Kalawade (or Kalvade), is a village in Maharashtra, India.

== Geography ==
It is 251.09 km away from the state capital, Mumbai,

Nearby villages and towns include Patan Taluka towards the west, Kadegaon Taluka towards the East, and Shirala Taluka and Valva-Islampur Taluka to the South. Nearby cities include Karad, Islampur and Mahuli.

The locals are predominantly Hindu, with three temples in the village itself, and at least four more in the surrounding area. The Pratibhanagar School is nearby. According to Census data, Kalawade has a slightly higher literacy rate than the state's average, 83.46% compared to 82.34% of Maharashtra, literacy rates were higher with males than females. Most people work on farms, whilst a smaller percentage engage in local business.

== Chilaai Devi Temple ==

Chilaai Devi Mandir is the most visited of several Hindu temples in the area. It features a venerated portrait of a celebrated figure in Hinduism, and an old well.

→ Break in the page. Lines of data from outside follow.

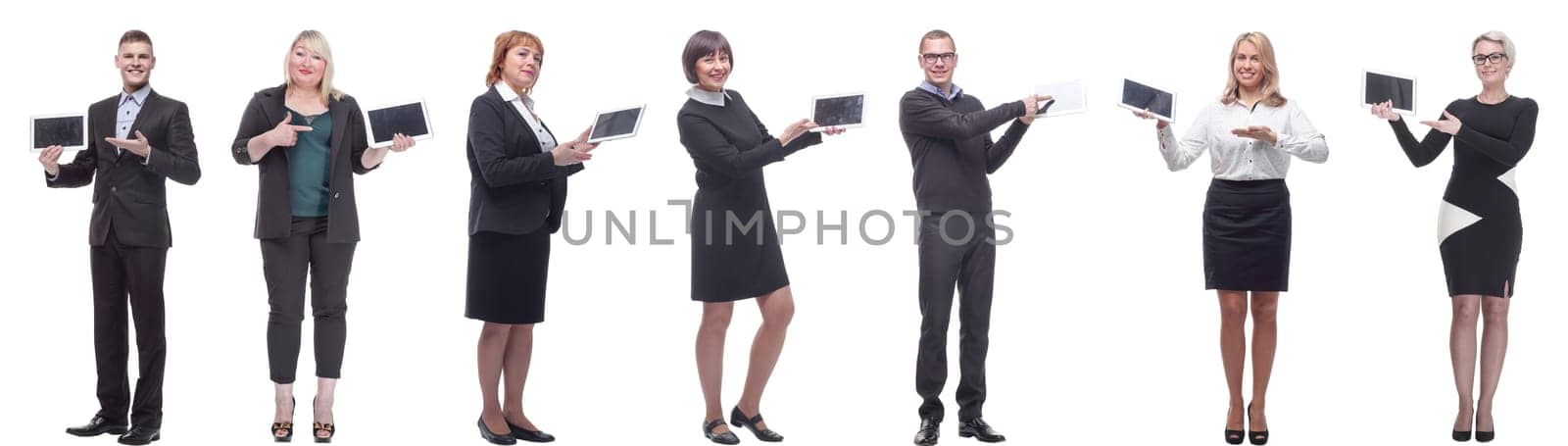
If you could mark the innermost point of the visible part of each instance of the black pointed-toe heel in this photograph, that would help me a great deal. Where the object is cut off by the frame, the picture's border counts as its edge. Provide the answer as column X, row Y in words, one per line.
column 286, row 427
column 1256, row 437
column 720, row 438
column 496, row 438
column 750, row 422
column 1486, row 435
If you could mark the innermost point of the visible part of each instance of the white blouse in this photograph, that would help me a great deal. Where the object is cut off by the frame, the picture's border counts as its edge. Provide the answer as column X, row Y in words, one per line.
column 525, row 109
column 1246, row 159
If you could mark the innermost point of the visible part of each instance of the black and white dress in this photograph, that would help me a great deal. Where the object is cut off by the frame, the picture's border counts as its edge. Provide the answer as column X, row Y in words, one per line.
column 1479, row 228
column 1247, row 213
column 734, row 244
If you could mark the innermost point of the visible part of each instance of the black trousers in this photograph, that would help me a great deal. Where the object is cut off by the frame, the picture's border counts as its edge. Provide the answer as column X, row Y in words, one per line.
column 964, row 256
column 120, row 271
column 286, row 263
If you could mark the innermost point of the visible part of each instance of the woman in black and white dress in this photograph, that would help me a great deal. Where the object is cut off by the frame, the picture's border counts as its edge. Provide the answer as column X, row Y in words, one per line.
column 734, row 244
column 1479, row 224
column 1250, row 132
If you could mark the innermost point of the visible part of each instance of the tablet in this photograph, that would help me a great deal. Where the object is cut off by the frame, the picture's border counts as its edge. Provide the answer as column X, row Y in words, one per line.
column 67, row 130
column 839, row 110
column 1066, row 98
column 1379, row 86
column 615, row 124
column 1144, row 98
column 407, row 118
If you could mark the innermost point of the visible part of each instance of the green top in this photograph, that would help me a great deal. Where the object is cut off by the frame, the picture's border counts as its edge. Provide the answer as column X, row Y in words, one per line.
column 308, row 166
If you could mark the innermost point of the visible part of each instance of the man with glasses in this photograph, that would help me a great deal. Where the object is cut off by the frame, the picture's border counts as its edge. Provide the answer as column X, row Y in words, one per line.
column 949, row 137
column 137, row 140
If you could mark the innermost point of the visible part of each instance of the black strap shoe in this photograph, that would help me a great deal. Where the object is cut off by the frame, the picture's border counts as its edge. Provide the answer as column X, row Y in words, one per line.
column 930, row 429
column 739, row 420
column 496, row 438
column 140, row 435
column 98, row 425
column 980, row 430
column 720, row 438
column 529, row 435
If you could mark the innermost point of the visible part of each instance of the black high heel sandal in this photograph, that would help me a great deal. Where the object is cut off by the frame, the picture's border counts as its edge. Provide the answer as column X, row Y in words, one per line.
column 720, row 438
column 741, row 420
column 1231, row 435
column 318, row 427
column 1256, row 437
column 286, row 427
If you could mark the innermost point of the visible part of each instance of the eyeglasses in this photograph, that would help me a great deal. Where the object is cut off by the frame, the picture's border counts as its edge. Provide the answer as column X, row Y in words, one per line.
column 1492, row 57
column 932, row 59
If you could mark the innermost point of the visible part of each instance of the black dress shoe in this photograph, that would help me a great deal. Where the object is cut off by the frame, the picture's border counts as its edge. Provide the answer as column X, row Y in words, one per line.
column 140, row 435
column 496, row 438
column 720, row 438
column 930, row 429
column 98, row 425
column 529, row 435
column 739, row 420
column 980, row 430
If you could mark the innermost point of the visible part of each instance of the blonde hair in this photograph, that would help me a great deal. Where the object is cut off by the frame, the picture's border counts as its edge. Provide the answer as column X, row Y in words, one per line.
column 1270, row 83
column 506, row 43
column 1497, row 38
column 316, row 43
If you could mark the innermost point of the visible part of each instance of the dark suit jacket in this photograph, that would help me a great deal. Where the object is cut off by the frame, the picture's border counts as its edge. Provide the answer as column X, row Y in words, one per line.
column 345, row 154
column 129, row 195
column 516, row 189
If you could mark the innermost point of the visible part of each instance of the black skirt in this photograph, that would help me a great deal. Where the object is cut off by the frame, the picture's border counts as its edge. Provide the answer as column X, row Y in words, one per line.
column 1247, row 236
column 507, row 276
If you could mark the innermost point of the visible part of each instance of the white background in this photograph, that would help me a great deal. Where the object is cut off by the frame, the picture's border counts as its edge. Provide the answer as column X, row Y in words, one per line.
column 1102, row 327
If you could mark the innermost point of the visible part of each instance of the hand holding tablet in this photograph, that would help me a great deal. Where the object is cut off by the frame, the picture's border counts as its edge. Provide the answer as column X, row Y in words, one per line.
column 67, row 130
column 838, row 112
column 388, row 123
column 1149, row 102
column 615, row 124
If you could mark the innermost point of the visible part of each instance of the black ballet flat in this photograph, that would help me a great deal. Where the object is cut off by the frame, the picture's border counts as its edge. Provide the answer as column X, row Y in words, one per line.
column 739, row 420
column 529, row 435
column 496, row 438
column 286, row 427
column 720, row 438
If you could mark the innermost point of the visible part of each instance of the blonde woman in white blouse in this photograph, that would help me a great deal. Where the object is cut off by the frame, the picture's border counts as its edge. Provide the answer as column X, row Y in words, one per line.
column 1250, row 132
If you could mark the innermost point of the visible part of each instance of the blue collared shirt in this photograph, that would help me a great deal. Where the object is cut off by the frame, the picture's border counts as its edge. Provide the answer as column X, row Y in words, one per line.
column 938, row 91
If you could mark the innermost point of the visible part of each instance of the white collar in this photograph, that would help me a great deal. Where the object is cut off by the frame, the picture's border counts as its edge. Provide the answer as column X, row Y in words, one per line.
column 509, row 96
column 710, row 98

It dates to India's medieval period (750-1250 AD), or earlier.

It serves as a center for worship, and hosts the traditional premarital rituals (known as sodane), along with the weddings.

== Demographics ==
The most commonly spoken language in Kalawade is Marathi.

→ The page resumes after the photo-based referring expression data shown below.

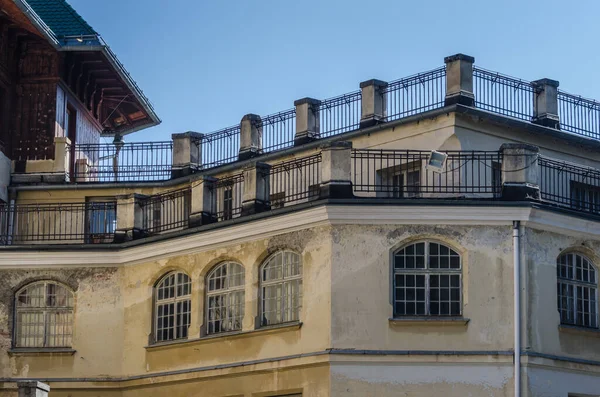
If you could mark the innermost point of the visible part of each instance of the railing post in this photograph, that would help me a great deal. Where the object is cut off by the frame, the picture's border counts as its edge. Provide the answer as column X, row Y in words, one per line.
column 459, row 80
column 187, row 154
column 204, row 202
column 62, row 160
column 336, row 170
column 545, row 103
column 308, row 125
column 520, row 171
column 33, row 388
column 373, row 105
column 130, row 217
column 250, row 136
column 256, row 189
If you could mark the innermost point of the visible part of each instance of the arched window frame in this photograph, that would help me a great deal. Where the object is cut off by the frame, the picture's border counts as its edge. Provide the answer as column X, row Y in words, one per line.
column 225, row 298
column 172, row 306
column 49, row 309
column 423, row 288
column 577, row 290
column 289, row 279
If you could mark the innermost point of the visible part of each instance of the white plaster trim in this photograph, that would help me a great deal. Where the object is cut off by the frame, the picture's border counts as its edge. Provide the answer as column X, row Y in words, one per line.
column 308, row 218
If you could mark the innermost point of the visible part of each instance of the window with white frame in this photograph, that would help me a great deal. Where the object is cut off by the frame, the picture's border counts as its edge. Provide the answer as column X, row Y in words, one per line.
column 44, row 315
column 172, row 311
column 281, row 288
column 577, row 290
column 427, row 280
column 225, row 298
column 585, row 197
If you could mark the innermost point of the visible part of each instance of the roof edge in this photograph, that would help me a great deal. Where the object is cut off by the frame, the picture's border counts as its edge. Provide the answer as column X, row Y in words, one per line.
column 97, row 44
column 38, row 22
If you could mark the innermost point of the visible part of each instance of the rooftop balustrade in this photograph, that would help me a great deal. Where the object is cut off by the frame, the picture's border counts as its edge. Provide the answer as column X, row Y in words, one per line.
column 516, row 172
column 377, row 102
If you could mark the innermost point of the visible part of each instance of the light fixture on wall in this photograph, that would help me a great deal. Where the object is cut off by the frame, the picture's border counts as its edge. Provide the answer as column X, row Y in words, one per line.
column 436, row 161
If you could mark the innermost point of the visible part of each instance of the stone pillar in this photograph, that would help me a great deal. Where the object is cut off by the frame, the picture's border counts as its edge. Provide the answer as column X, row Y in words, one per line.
column 82, row 171
column 204, row 202
column 373, row 106
column 33, row 388
column 62, row 154
column 336, row 170
column 308, row 125
column 250, row 136
column 520, row 171
column 187, row 153
column 459, row 80
column 130, row 217
column 256, row 189
column 545, row 103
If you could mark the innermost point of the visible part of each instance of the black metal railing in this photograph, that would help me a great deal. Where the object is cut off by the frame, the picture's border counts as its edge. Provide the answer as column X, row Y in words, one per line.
column 416, row 94
column 502, row 94
column 220, row 147
column 405, row 174
column 294, row 181
column 579, row 115
column 569, row 185
column 340, row 114
column 278, row 130
column 125, row 162
column 166, row 211
column 76, row 223
column 228, row 196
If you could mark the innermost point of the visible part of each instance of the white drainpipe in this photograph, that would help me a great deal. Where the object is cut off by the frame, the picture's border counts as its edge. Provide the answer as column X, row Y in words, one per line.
column 517, row 302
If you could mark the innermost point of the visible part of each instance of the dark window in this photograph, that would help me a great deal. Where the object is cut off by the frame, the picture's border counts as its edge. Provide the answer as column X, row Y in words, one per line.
column 228, row 202
column 497, row 177
column 577, row 290
column 278, row 200
column 585, row 197
column 101, row 221
column 314, row 191
column 172, row 311
column 427, row 280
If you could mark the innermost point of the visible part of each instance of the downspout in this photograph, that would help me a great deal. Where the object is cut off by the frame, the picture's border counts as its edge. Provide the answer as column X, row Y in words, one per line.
column 517, row 303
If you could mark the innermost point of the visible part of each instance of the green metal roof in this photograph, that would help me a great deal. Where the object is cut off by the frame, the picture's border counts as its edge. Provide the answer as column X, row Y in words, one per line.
column 61, row 18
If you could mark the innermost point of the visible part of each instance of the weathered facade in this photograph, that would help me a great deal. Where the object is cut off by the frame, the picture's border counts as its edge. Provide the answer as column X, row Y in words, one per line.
column 438, row 234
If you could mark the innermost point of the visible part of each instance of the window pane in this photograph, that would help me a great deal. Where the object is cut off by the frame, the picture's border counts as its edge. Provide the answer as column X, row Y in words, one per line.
column 282, row 297
column 50, row 323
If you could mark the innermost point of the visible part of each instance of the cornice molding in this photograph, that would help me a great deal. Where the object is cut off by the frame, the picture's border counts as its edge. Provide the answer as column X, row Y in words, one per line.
column 331, row 214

The village has a population of 4,658 people in 947 households. Population of children with age 0-6 is 498, 10.69% of the total. The average sex ratio is 990, higher than Maharashtra state average of 929. Child sex ratio is 879, lower than Maharashtra average of 894.

== Transport ==

=== Road ===
It is an 11.2 km drive from the nearby town of Undale via the Patil Mala road, or a 3.7 km drive south from the town of Kale along the same road. The Patil Mala road cuts through the village. The road branches 2.5 km south to the town of Belwade Budruk. The village is directly connected to India's National Highway 48 by an unnamed road 2.91 km east of the village.

=== Rail ===
As of February 2019, no railways serve the area: the nearest line is about 14.7 km away, where it parallels National Highway 75. The nearest station is in the village of Shenoli.

=== Air ===
Kalawade is 67.5 km North of Kolhapur Airport. It is semi-directly connected to Kolhapur city via National Highway 48.